TEMMUZ ayında 150 dolara yaklaşan ham petrolün varil fiyatı 100 doların altına geldi. Küresel düzeyde uzunca bir süredir devam eden enflasyon baskısının hafiflemesi ve arz yönlü şokların azalması açılarından petrol fiyatlarının düşmesi sevindirici bir gelişme.
Petrol fiyatlarındaki düşüşün beklenen olumlu etkiyi yapabilmesi için petrol ürünlerinin kullanıcılarının ödediği fiyatların da düşmesi gerekiyor. Ham petrol fiyatı dünyada yüzde 35 gibi düştüğü halde, bizde benzinin pompa fiyatı dün itibariyle yüzde 7 civarında düşmüştü. Ham petrol fiyatındaki düşüşlerin tüketicilere yansıtılmaması petrol fiyatlarındaki düşüşlerin makro ekonomik olumlu etkilerini de doğal olarak sınırlayacaktır.
NE DEMİŞTİ?
Petrol fiyatlarındaki düşüşün bir sonucu da Merkez Bankası’nın kısa vadeli faizleri indirebileceği beklentilerinin artması oldu. Bu hafta yapılacak Para Politikası Kurulu toplantısında "faizlerin indirilmesi de dahil olmak üzere çeşitli seçenekler gözden geçirilecektir" açıklaması bu beklentiyi güçlendirdi. Açıklama, son yayınlanan Enflasyon Raporu’nun ana fikri ile de çok tutarlı değildi.
28 Temmuz’da yayınlanan Enflasyon Raporu’nda çeşitli riskler sıralandıktan sonra, "... önümüzdeki dönemde yukarı yönlü riskler gerçekleştiği takdirde, para politikası enflasyon hedeflerinden sapmayı en aza indirgemeyi amaçlayacaktır. Gıda ve enerji fiyatlarının beklenenden daha olumlu gelişmesi halinde ise, enflasyonun hedeflere daha çabuk ulaşması sağlanacaktır" dendi.
Bazen aynı cümle farklı kişilerce farklı algılanabilir. Bazen de, herkes aynı şeyi anlamış olsa da, lafı eden herkesin anladığını söylemek istememiş olabilir. Ama, yukarıdaki alıntıda, lafı edenle lafı okuyanlar arasında bir anlam karmaşası doğması çok az bir olasılıktır. Merkez Bankası bu lafıyla, "eğer enflasyonu yukarı yönde zorlayan iç ve dış etkenler devreye girerse, para politikasını daha da sıkılaştırarak enflasyon hedefinden sapmayı elden geldiğince küçük tutmaya çalışacağım" diyor. Bu cümle Merkez Bankası’nın geçmişten farklı bir tavır takınacağının da bir ifadesi.

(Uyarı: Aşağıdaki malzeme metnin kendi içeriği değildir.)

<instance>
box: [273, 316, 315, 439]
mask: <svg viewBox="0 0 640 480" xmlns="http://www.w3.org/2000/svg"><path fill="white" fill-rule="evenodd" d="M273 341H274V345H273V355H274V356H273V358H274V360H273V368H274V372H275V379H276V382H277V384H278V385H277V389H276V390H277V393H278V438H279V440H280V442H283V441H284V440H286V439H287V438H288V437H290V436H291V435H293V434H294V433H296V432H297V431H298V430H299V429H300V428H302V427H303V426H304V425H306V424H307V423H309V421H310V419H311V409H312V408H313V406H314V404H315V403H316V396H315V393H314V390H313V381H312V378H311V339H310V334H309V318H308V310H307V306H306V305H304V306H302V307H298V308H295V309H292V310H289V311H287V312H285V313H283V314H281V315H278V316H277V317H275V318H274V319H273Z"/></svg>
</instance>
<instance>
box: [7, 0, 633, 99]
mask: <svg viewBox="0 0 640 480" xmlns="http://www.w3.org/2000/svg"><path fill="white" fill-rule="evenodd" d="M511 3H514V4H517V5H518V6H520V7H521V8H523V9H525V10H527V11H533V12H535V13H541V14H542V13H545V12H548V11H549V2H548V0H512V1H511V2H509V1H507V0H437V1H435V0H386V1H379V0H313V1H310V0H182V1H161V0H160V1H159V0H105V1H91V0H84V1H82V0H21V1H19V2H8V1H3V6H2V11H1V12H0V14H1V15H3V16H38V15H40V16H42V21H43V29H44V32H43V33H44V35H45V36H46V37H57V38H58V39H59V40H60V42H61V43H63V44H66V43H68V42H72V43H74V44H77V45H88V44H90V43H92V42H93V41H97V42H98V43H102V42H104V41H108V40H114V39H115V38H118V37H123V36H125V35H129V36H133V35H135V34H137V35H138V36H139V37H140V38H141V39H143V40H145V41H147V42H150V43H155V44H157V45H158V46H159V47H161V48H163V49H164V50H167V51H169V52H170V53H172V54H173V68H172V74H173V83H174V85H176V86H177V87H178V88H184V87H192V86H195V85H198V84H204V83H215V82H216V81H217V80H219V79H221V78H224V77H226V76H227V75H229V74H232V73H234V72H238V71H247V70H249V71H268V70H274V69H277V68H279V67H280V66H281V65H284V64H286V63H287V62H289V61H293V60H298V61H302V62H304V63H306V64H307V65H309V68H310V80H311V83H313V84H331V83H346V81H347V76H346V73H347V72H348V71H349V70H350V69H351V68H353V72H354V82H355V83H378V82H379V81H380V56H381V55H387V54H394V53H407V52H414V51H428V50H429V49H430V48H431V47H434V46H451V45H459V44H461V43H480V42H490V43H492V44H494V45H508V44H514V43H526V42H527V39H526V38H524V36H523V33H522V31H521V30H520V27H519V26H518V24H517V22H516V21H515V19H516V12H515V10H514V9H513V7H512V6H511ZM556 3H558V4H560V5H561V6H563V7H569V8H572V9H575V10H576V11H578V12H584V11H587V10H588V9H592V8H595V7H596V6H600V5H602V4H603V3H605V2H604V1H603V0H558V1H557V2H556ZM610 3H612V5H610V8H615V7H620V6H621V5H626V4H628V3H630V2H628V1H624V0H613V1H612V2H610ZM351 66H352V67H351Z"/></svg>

Çünkü, geçmişte Merkez Bankası, enflasyondaki yükselişi dışsal etkenlere bağlayarak, "para politikasının etki alanı dışındaki fiyatların yükselmesi sonucunda ortalama enflasyonun artış eğilimine girmesi ile para politikası yoluyla mücadele edemeyiz" yönünde bir tavır içindeydi.
Alıntıdaki ikinci cümle, "enflasyonu olumlu etkileyen etkenler devreye girdiğinde, para politikasını hemen gevşetmeyerek hedeflenen enflasyona daha çabuk varılmasının arzu edildiğini" anlatıyor. İçinde yaşanan şartlarda, Merkez Bankası’nın bu tavrı çok olumluydu.
YANLIŞ MESAJ
Şimdi ne değişti? Ham petrolün varil fiyatı 150 dolardan 100 dolara geldi. Ama, tüketiciler petrol fiyatlarındaki düşüşü henüz tam olarak henüz hissetmediler. Merkez Bankası’nın kısa vadeli faizleri indirmesi gereği konuşulmaya başlandı. Ekonomik büyümenin düşük çıkmasıyla, çeşitli çevrelerde bu beklenti daha da güçlü dile getirilmeye başlandı.
Küresel piyasaların karıştığı, enflasyon eğilimlerinin temelde değişmediği, petrol fiyatlarındaki düşüşün tüketicilere yansıtılmadığı bir ortamda Merkez Bankası’nın kısa vadeli faizleri indirerek vereceği mesaj çok yanlış olacaktır. Her şeyden önce kendi söyleviyle çelişecektir. Bundan sonra, para politikasını kısa dönemde düşen petrol fiyatlarına endekslemek (ya da bu görüntüyü vermek) ileride çok daha ciddi sorunları da beraberinde getirecektir.